I often see a similar set of issues related to proper citation… some of them are quite understandable, while others perplex me in their consistency. When I cite myself, below, it’s not ego; it’s to demonstrate how I would typically expect to see a citation or reference appear. And the references are fictional.
In-text Citations
- Every in-text idea that isn’t yours must be cited. Failure to do so is theft of intellectual property, typically known as plagiarism.
- Every in-text idea that’s taken directly from source material must be “wrapped in quotation marks and cited” (Doane, 2023).
- If a quotation comes from a paged document (PDF, book, etc.), then “the quoted in-text citation should include a page number” (Doane, 2023 p.45).
- In APA style, the punctuation for the sentence being cited goes AFTER the citation (Doane, 2023).
- not punctuated like this. (Doane, 2023).
- The label used in the in-text citation (Doane, 2023) must match the beginning of the alphabetized entry in the References section.
- Doane, W. E. J. (2023). How to Cite to Ensure a Chain of Evidence to Support Your Claims. Penguin Press. (nb: this is fictional)
- Every in-text citation must lead directly to an entry in your References section.
Your References Section
- Every entry in your References section must match an in-text citation.
- The References section must be arranged in alphabetical order by first author’s last name (or source, if no author).
- Department of Homeland Security (DHS). (2020). Catching Cybercriminals. Accessed 10 June 2023. https://dhs.gov/catching+ptas
- Doane, W.E.J. (2023). Comments on Citations. Springer.
- Doane, W.E.J. (21 January 2018). Why Cite Your Sources When Writing. Accessed 7 June 2023. https://DrDoane.com/why-cite-your-sources-when-writing/
- Multiple references from the same author in the same year may need an added letter designation: (Doane, 2023a) for example, with the letter also added to the reference entries to help your reader disambiguate.
- Doane, W. E. J. (2023a). How to Cite to Ensure a Chain of Evidence to Support Your Claims. Penguin Press. (nb: this is fictional)
- Doane, W. E. J. (2023b). More Tips on How to Cite. Saratoga Press. (nb: this is fictional)
- Institutional authors should be spelled out (unless it’s a very common abbreviation: IBM, NASA, etc.).
- Never list institutional authors as if they were first and last names:
- BAD: “Machines, I.B.”
- GOOD: “IBM” or “International Business Machines”
- Check how to cite an organization as the author in your citation manager of choice.
Your Sources
- URLs should be minimal and reachable by your reader. Test their reachability using a different web browser.
- Any referenced URLs should be reachable by a non-privileged user—someone who isn’t logged in. So, prefer links to sources that aren’t behind paywalls or behind required logins.

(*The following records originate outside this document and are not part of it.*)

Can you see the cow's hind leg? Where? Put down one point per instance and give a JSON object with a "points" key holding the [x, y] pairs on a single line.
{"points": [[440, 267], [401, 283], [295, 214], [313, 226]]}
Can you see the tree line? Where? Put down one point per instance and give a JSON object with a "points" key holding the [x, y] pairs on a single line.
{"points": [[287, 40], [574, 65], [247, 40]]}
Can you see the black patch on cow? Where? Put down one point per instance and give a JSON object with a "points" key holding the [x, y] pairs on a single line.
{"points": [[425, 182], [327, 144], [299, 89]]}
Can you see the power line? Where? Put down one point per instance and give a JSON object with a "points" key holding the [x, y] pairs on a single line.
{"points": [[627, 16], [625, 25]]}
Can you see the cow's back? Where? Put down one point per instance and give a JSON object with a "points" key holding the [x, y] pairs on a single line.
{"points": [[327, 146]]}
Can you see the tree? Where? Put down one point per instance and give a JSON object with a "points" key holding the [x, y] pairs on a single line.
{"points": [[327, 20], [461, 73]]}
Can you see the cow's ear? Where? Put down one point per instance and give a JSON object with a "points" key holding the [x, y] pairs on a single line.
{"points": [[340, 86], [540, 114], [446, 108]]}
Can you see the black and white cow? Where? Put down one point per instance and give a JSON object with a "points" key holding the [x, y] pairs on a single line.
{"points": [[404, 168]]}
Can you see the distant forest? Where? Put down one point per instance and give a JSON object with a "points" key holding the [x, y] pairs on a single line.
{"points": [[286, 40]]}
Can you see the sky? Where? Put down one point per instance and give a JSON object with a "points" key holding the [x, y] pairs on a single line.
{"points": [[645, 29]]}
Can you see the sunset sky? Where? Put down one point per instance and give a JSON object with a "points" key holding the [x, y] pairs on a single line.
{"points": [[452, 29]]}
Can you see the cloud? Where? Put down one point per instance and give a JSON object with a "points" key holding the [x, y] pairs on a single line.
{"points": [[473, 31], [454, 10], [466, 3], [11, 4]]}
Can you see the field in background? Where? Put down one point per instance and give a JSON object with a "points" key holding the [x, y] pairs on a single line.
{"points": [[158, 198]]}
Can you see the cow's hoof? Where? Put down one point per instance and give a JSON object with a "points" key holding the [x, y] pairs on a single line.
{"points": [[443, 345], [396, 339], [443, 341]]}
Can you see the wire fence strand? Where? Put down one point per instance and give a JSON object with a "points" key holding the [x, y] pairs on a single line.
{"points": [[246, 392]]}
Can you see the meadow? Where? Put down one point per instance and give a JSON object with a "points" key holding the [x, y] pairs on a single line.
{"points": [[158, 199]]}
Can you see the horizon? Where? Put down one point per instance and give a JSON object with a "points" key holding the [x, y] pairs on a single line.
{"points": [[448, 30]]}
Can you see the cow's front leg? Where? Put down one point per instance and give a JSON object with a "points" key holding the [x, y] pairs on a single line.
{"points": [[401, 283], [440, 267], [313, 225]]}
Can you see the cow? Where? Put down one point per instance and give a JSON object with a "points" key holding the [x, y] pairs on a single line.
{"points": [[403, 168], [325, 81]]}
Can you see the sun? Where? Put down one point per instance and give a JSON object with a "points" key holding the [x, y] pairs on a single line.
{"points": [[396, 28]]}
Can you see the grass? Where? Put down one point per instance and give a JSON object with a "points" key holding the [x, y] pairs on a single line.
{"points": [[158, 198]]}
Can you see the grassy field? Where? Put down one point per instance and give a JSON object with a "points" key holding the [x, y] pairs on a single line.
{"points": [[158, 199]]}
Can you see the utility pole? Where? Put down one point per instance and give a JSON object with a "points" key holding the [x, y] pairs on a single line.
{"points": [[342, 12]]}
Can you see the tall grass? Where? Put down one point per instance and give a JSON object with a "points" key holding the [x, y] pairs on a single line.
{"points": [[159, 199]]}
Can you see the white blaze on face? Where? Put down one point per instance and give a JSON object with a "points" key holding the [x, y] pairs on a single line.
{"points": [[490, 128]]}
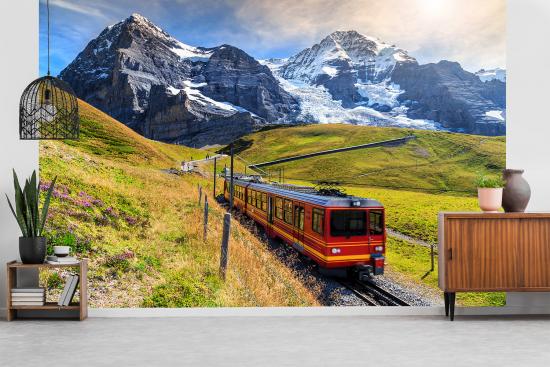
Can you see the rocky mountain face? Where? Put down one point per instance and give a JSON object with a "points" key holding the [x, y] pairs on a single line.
{"points": [[459, 100], [380, 84], [173, 92], [170, 91]]}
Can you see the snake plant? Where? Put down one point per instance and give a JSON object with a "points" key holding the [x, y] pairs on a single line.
{"points": [[30, 219]]}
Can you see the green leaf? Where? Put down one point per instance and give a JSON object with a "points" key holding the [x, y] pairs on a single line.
{"points": [[19, 220], [46, 206], [20, 204], [35, 195], [27, 192]]}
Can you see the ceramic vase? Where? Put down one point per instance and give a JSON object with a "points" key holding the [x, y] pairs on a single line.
{"points": [[516, 193], [490, 199]]}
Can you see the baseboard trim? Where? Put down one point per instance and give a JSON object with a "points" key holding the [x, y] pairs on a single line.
{"points": [[307, 311]]}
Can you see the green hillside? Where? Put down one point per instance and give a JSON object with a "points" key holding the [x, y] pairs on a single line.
{"points": [[434, 161], [115, 204], [434, 172]]}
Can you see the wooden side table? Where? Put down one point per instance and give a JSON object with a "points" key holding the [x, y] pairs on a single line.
{"points": [[81, 307]]}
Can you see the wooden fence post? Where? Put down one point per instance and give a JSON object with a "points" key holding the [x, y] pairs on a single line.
{"points": [[215, 161], [225, 244], [205, 216]]}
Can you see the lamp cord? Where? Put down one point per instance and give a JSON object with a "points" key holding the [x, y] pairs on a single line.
{"points": [[48, 10]]}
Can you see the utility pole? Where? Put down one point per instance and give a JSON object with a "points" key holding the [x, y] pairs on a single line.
{"points": [[231, 182], [215, 178]]}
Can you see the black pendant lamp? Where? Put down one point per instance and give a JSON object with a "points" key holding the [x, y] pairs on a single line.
{"points": [[48, 108]]}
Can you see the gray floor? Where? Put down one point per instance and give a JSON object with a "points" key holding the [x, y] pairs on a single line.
{"points": [[278, 341]]}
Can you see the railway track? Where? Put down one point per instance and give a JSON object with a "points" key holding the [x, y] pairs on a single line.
{"points": [[372, 294]]}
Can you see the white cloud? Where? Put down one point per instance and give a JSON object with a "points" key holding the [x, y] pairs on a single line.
{"points": [[78, 7], [469, 31]]}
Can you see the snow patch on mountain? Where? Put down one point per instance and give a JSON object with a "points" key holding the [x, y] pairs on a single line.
{"points": [[344, 50], [492, 74], [496, 114], [383, 94], [317, 105], [194, 94], [189, 52]]}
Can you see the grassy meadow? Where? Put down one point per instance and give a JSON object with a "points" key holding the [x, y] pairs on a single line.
{"points": [[433, 162], [141, 227], [415, 181]]}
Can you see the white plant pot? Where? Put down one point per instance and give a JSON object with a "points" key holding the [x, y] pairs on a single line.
{"points": [[490, 199]]}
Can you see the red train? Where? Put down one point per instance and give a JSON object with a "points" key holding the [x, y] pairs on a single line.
{"points": [[341, 234]]}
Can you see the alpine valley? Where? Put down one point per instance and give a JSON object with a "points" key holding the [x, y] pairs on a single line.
{"points": [[173, 92]]}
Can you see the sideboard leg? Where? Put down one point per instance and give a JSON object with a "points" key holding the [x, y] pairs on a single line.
{"points": [[452, 299], [446, 299]]}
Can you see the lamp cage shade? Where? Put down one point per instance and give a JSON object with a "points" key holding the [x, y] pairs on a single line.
{"points": [[48, 110]]}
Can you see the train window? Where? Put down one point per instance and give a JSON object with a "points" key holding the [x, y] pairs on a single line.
{"points": [[288, 211], [264, 201], [279, 208], [299, 217], [376, 222], [348, 223], [257, 201], [318, 220]]}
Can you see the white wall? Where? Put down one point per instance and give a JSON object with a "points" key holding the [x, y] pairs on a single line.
{"points": [[528, 127], [528, 138], [528, 96], [19, 65]]}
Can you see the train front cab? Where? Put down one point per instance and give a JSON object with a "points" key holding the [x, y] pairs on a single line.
{"points": [[356, 239]]}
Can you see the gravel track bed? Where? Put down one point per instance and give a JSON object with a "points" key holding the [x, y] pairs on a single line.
{"points": [[329, 290]]}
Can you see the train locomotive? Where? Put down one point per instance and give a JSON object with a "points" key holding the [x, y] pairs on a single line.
{"points": [[344, 235]]}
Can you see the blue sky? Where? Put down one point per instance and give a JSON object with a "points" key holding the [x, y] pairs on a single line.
{"points": [[469, 31]]}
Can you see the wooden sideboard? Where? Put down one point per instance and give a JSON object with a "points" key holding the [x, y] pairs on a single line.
{"points": [[493, 252]]}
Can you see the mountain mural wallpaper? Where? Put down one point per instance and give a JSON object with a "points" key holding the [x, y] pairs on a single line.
{"points": [[165, 86]]}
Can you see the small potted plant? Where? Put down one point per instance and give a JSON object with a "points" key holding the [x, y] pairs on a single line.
{"points": [[489, 193], [31, 220]]}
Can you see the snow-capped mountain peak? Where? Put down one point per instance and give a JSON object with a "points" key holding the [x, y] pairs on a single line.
{"points": [[341, 52]]}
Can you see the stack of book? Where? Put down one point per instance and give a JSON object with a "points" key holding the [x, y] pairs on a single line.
{"points": [[57, 260], [28, 297], [69, 290]]}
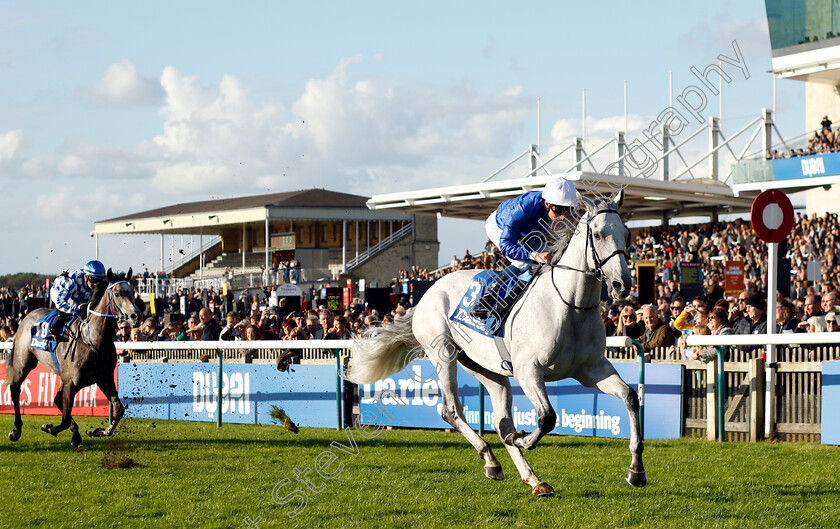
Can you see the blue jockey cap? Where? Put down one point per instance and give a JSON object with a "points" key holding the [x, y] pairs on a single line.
{"points": [[94, 270], [560, 192]]}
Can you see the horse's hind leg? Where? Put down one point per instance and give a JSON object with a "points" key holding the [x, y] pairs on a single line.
{"points": [[604, 377], [17, 371], [76, 440], [110, 390], [498, 387]]}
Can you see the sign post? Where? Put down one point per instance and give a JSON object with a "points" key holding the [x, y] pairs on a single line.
{"points": [[771, 217]]}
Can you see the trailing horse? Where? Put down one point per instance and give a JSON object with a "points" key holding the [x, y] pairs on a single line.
{"points": [[89, 357], [554, 331]]}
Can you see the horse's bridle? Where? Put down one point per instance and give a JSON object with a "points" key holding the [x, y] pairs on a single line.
{"points": [[113, 311], [598, 271]]}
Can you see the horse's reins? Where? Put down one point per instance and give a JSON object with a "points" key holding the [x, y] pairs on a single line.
{"points": [[111, 312], [111, 303], [598, 272]]}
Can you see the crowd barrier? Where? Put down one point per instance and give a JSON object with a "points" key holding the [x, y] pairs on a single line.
{"points": [[720, 400]]}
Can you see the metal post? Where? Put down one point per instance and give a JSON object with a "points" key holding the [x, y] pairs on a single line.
{"points": [[640, 351], [620, 147], [201, 252], [532, 160], [767, 137], [583, 121], [721, 395], [714, 138], [343, 246], [219, 392], [770, 372], [267, 241], [338, 387], [480, 408], [665, 134]]}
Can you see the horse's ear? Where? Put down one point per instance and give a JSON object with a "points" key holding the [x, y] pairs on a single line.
{"points": [[587, 203], [618, 199]]}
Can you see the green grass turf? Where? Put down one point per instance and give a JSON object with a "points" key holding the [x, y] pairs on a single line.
{"points": [[195, 475]]}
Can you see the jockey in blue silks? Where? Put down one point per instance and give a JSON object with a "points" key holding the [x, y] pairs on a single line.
{"points": [[519, 228], [70, 293]]}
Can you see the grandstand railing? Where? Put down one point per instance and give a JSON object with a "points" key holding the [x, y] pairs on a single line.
{"points": [[797, 394], [380, 247]]}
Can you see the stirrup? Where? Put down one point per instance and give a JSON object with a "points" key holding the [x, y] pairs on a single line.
{"points": [[480, 310]]}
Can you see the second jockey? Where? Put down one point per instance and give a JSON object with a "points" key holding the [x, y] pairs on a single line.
{"points": [[517, 226], [70, 293]]}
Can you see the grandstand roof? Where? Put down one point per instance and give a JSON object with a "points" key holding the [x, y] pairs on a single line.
{"points": [[644, 198], [210, 216]]}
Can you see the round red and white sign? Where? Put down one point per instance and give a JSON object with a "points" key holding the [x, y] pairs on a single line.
{"points": [[772, 216]]}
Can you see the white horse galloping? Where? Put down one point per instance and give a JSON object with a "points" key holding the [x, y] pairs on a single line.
{"points": [[554, 331]]}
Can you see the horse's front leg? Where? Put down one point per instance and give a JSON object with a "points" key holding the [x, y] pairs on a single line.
{"points": [[110, 390], [530, 378], [64, 402]]}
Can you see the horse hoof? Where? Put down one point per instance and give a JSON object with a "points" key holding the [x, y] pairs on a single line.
{"points": [[510, 439], [97, 432], [494, 473], [543, 489], [637, 479]]}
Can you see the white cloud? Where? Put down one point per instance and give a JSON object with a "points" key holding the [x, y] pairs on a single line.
{"points": [[219, 138], [7, 58], [74, 207], [9, 144], [122, 85]]}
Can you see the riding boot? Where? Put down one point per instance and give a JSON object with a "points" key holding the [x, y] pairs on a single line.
{"points": [[58, 325], [484, 306]]}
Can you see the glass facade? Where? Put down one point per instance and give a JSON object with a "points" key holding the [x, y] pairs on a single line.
{"points": [[794, 22]]}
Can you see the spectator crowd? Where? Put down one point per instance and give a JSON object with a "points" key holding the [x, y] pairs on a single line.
{"points": [[207, 314]]}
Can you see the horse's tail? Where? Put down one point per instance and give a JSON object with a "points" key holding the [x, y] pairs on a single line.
{"points": [[382, 351]]}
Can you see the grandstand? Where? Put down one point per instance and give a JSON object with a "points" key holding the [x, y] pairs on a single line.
{"points": [[331, 235]]}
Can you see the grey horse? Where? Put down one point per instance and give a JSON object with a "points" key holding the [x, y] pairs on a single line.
{"points": [[554, 331], [89, 357]]}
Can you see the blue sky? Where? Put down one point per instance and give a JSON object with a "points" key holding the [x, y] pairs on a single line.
{"points": [[108, 109]]}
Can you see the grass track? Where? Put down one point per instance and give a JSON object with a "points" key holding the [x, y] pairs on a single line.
{"points": [[195, 475]]}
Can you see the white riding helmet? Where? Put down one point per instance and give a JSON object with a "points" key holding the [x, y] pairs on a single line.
{"points": [[560, 192]]}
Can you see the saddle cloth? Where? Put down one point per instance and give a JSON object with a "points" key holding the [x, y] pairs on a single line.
{"points": [[42, 328], [489, 326]]}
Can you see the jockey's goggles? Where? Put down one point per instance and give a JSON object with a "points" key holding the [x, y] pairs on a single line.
{"points": [[560, 210]]}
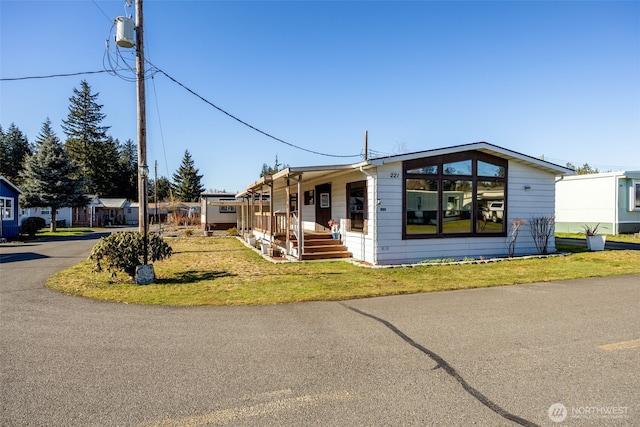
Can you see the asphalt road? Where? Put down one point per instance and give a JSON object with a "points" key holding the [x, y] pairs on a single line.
{"points": [[488, 357]]}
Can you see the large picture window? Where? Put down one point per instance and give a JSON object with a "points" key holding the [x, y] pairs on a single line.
{"points": [[357, 205], [462, 194]]}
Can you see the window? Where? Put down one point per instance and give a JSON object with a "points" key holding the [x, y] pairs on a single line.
{"points": [[462, 194], [357, 205], [6, 205], [308, 197], [635, 196], [227, 209]]}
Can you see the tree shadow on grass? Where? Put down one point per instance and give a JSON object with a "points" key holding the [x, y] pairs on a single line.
{"points": [[193, 276]]}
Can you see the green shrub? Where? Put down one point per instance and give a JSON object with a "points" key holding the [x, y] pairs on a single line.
{"points": [[31, 225], [124, 251]]}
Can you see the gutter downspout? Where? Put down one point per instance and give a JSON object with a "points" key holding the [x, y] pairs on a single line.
{"points": [[375, 216], [616, 198]]}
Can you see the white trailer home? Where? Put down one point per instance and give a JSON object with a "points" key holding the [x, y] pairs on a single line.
{"points": [[610, 199], [406, 208]]}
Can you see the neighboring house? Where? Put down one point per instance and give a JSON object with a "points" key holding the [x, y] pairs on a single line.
{"points": [[102, 212], [113, 211], [218, 211], [63, 215], [453, 202], [611, 199], [9, 218]]}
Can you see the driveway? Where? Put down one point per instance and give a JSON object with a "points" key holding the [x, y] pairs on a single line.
{"points": [[497, 356]]}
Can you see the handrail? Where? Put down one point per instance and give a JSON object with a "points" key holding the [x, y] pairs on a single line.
{"points": [[294, 226]]}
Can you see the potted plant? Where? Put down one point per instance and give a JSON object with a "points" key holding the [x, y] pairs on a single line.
{"points": [[264, 246], [595, 241]]}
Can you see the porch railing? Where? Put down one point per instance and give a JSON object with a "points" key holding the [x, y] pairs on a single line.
{"points": [[275, 225]]}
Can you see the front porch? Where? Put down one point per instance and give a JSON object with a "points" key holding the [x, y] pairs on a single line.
{"points": [[279, 233]]}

- Beware of loooooooong URLs that seem to contain session IDs or other metadata that was specific to YOUR session visiting the page. Try to trim your URLs to the essentials, then test that they’re reachable. For example, these are the same URL… but the first has cruft specific to my visit to the Amazon website.
- Prefer authoritative sources over secondary sources. If you’re referencing a NIST publication, link to the NIST.gov website address for it, not to a university class blog file or to a web article that links to it.
- BAD (or at least not best evidence): https://www.wbdg.org/files/pdfs/NIST_SP800_171.pdf
- GOOD: https://csrc.nist.gov/publications/detail/sp/800-171/rev-2/final
Purpose and Reasoning
- The purpose of citing is to draw a map for your reader from the material in the body of your document, to a reference, to the original source.
- If you claim that the U.S. National Debt is only $31 dollars, then I need to know where you got that information, so that I can fact check you and point out that you left off “trillion”. (See https://www.usdebtclock.org/)
- Your job as a writer is to make it as easy as possible for your reader to believe and be persuaded by your writing.
- As such, accurate attribution and guiding your reader to the source material you rely upon for your claims is vital to the writing process.
As an analogy to Web technology, the concept of citations are the pre-electronic version of web links: the text in the body of your document links to a reference which in turn links to a source document. Each step in that chain of evidence needs to be immediately apparent and easy to follow.